Glial fibrillary acidic protein is pathologically modified in Alexander disease

Abstract

Here, we describe pathological events potentially involved in the disease pathogenesis of Alexander disease (AxD). This is a primary genetic disorder of astrocyte caused by dominant gain-of-function mutations in the gene coding for an intermediate filament protein glial fibrillary acidic protein (GFAP). Pathologically, this disease is characterized by the upregulation of GFAP and its accumulation as Rosenthal fibers. Although the genetic basis linking GFAP mutations with Alexander disease has been firmly established, the initiating events that promote GFAP accumulation and the role of Rosenthal fibers (RFs) in the disease process remain unknown. Here, we investigate the hypothesis that disease-associated mutations promote GFAP aggregation through aberrant posttranslational modifications. We found high molecular weight GFAP species in the RFs of AxD brains, indicating abnormal GFAP crosslinking as a prominent pathological feature of this disease.
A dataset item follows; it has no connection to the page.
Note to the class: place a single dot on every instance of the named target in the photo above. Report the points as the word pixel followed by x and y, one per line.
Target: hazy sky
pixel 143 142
In vitro and cell-based studies demonstrate that cystine-generating mutations promote GFAP crosslinking by cysteine-dependent oxidation, resulting in defective GFAP assembly and decreased filament solubility. Moreover, we found GFAP was ubiquitinated in RFs of AxD patients and rodent models, supporting this modification as a critical factor linked to GFAP aggregation. Finally, we found that arginine could increase the solubility of aggregation-prone mutant GFAP by decreasing its ubiquitination and aggregation. Our study suggests a series of pathogenic events leading to AxD, involving interplay between GFAP aggregation and abnormal modifications by GFAP ubiquitination and oxidation. More important, our findings provide a basis for investigating new strategies to treat AxD by targeting abnormal GFAP modifications.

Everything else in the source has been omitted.